In Wetzikon schafften es die Trottis nicht einmal über die Testphase hinaus. Nach dem acht Monate laufenden Pilotprojekt entschied der Stadtrat, keine E-Scooter anzubieten. Zwar bestehe ein Bedarf, jedoch nur bei einem Teil der Bevölkerung. Vor allem aber habe das Angebot für viele Reklamationen gesorgt.
Aus Sicht der Stadtpolizei Uster läuft es sehr gut.
Andreas Baumgartner, Kommandant Stadtpolizei Uster
Neidisch schauen die Ustermer Kritiker nach Wetzikon. Darunter auch Politikerinnen wie Ursula Räuftlin von den Grünliberalen. In der Gemeinderatssitzung vom 17. April hat sie zum Thema E-Trottis eine Erklärung verlesen. Darin erwähnt sie Wetzikon und Paris, wo die Trottis aus dem Stadtbild verbannt wurden.
«Nur in Uster, da muss ich immer noch auf Radwegen und Trottoirs um diese Dinger rumkurven oder drübersteigen», heisst es in der Erklärung. «Sagen doch auch wir diesen Mietartikeln endlich ‹auf Wiedersehen› oder eigentlich sogar lieber ‹auf Nimmerwiedersehen›.»
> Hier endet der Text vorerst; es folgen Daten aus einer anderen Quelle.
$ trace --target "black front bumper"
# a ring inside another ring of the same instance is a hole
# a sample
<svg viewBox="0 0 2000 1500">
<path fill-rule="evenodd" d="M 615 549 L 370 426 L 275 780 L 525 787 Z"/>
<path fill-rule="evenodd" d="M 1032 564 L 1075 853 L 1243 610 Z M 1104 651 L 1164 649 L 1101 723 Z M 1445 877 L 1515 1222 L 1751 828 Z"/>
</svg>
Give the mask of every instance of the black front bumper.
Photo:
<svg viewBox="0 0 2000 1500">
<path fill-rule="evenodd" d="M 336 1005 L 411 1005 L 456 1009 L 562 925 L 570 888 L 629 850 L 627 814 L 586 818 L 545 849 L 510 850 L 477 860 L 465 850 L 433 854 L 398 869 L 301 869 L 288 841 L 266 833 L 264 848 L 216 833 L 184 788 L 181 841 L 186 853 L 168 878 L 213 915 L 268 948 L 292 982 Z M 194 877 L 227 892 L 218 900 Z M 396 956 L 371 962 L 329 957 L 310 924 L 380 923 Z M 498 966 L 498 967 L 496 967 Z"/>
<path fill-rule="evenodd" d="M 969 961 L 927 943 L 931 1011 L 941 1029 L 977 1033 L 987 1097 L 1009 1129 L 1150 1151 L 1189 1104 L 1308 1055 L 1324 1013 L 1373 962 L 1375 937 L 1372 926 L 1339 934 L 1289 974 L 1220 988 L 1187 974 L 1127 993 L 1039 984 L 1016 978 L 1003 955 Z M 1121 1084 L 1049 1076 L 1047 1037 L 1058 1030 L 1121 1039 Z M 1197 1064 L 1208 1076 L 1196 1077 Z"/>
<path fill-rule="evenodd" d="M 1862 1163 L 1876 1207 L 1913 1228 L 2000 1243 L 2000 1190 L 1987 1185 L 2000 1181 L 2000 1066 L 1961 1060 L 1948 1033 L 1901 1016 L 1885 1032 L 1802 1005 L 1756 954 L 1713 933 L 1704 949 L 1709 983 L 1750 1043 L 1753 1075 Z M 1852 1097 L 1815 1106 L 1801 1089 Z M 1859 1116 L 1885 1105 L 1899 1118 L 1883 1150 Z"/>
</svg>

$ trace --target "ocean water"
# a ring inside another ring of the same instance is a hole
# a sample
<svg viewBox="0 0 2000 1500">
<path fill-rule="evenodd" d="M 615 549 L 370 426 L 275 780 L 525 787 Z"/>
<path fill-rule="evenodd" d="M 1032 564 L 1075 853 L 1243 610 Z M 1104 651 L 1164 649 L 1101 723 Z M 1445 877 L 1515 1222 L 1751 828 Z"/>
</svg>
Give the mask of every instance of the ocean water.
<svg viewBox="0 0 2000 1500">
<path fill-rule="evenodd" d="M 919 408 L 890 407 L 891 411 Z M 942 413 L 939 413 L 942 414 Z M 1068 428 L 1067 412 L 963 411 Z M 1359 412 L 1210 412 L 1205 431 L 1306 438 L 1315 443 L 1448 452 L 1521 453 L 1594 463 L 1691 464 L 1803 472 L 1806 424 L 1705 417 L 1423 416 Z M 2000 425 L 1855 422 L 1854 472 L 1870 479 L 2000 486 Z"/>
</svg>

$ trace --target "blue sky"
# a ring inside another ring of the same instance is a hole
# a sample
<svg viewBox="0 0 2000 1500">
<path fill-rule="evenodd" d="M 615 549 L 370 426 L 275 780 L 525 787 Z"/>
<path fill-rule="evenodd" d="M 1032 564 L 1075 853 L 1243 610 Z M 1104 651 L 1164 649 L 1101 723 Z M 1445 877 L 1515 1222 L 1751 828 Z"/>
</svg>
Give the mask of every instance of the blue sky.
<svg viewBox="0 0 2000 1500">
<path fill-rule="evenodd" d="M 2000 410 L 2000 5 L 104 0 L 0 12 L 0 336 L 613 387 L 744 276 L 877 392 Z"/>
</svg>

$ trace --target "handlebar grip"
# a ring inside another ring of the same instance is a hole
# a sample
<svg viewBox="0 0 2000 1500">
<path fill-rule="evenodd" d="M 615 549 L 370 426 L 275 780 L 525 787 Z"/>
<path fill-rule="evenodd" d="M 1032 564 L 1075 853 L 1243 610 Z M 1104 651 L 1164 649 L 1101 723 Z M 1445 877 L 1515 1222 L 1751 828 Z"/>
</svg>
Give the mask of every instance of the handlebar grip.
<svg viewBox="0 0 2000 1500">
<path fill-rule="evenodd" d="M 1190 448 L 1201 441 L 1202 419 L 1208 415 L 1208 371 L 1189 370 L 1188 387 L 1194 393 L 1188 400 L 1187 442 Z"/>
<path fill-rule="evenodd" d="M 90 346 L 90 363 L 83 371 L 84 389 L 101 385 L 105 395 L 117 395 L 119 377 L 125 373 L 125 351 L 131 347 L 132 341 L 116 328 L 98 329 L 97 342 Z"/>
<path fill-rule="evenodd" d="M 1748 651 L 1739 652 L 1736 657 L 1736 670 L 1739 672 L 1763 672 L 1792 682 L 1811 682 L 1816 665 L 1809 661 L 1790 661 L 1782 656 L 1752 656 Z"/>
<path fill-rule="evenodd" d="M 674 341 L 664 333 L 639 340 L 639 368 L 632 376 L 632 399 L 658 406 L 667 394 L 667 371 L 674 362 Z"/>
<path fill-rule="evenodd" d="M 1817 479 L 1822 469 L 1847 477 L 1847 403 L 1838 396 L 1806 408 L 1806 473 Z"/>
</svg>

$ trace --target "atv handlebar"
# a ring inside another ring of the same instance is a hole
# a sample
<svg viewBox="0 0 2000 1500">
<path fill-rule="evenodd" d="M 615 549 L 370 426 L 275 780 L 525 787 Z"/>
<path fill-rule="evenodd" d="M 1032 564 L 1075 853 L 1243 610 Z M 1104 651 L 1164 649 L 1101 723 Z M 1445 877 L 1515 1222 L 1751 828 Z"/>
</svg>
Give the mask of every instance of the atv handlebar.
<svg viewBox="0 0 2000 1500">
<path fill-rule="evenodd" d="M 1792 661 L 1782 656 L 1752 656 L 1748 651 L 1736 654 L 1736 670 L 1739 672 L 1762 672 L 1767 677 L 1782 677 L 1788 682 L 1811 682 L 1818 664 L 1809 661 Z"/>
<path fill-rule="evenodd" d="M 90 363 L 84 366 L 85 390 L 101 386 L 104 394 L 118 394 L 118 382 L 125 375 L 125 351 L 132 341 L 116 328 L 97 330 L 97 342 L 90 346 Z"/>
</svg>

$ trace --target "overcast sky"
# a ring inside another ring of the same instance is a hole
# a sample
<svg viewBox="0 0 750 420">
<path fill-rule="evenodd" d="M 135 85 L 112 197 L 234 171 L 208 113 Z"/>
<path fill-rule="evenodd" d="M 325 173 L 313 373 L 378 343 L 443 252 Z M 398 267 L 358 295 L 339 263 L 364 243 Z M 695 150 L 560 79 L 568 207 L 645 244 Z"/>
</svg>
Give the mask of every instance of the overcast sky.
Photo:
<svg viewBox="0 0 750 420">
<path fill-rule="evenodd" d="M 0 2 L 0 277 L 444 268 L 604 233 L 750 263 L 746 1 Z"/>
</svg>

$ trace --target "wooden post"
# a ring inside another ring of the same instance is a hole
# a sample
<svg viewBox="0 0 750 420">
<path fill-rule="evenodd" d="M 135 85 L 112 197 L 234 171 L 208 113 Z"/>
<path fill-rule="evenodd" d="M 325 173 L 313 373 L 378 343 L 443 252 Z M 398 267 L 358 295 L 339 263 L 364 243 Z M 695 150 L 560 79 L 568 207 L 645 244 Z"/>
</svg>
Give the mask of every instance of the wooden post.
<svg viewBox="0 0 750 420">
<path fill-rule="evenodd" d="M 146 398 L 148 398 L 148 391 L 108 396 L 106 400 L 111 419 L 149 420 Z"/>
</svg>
Ergänzung zum öffentlichen Verkehr
Dabei sollten die E-Trottis nicht ärgerlich machen, sondern nützlich sein. «Es ist eine nachhaltige Mobilitätsoption, insbesondere für die erste und letzte Meile als Ergänzung zum öffentlichen Personennahverkehr», sagt Sara Schweiger von der Unternehmenskommunikation von Lime. «So helfen wir der Stadt Uster schrittweise, autospezifische Verkehrsprobleme wie Staus und Luftverschmutzung in den Griff zu bekommen, und bieten den Menschen gleichzeitig eine erschwingliche Alternative zur Autonutzung in der Stadt.»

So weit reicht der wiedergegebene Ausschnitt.